The "debate" is not, as Michael Hayden tried to spin it on Fox today, whether "the torture worked". Why don't people like Hayden get the fact that there are laws in existence by which the United States has assured the civilized world that we agree that torture is illegal and is to be punished by law? Why do people like Hayden think they get to go on TV and justify their actions as "seemed like a good idea at the time" when the law ALREADY says they can't do that? Hayden admitted to engaging in war crimes on TV this morning, that's what the news from this press conference is.

Whether the people who fabricated a set of secret legal opinions and bullied underlings into treating them as "law" were acting in "good faith" is a wholly different question from whether a line-level employee followed directions.

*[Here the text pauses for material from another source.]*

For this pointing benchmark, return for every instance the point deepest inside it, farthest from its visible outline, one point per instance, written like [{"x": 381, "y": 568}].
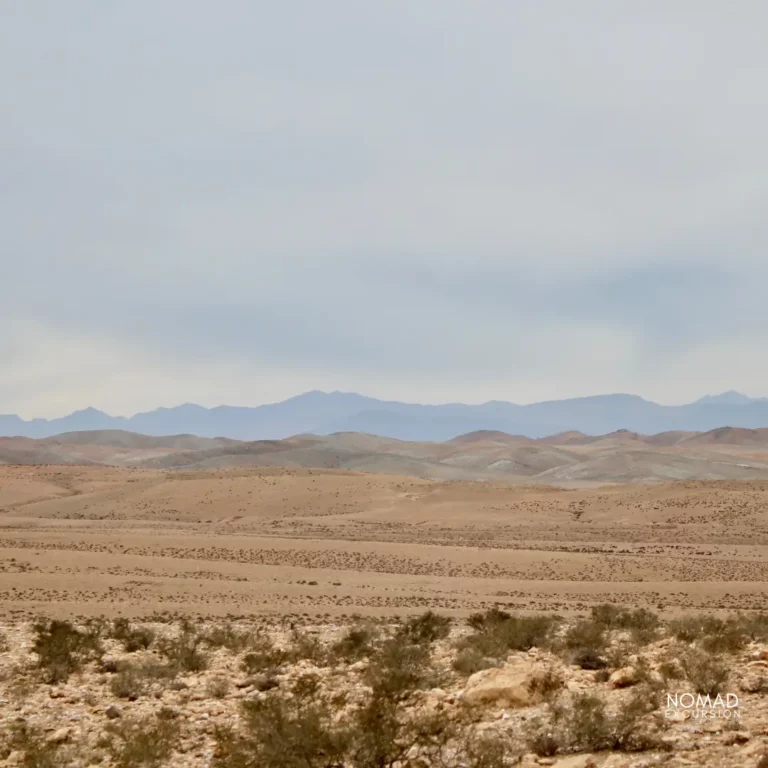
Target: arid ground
[{"x": 116, "y": 541}]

There must be prosecutions of those involved in the formulation of these "policies" and their conspiracy to overthrow the Constitution by their secret manipulations and falsehoods. They say they "relied upon legal opinions?" Fine. That's a waiver of attorney-client privilege, not to mention the clear applicability of the "crime or fraud exception" to the attorney-client privilege. Yoo, Bybee, Addington, all plainly are war criminals and the substance of their malevolent legal analyses is so bereft of competence and adherence to establish Constitutional doctrine as to constitute treason, let alone lesser crimes, and they did it at somebody's direction.... Muskasey's harboring of these secret opinions was direct participation in the illegal scheme of the Bush Administration. Cheney and Bush -- and Ashcroft and Rice -- are at risk as well.

There is plainly no way at all that the "presumption of good faith" which the President is affording line torturers can be applied to those who formulated this program in secret and manipulated in a pathetically obvious effort to avoid its detection and exposure. Neither America nor the civilized world deserve to be demeaned by a refusal to prosecute these crimes.

It's not about "retribution". It's about "vindication".

Saturday, April 18, 2009 07:21 AM

Dog bites man

And Mukasey thinks the torture memos shouldn't have been released, which WSJ thinks merits op-ed space.

But it is fun to reflect on for a bit.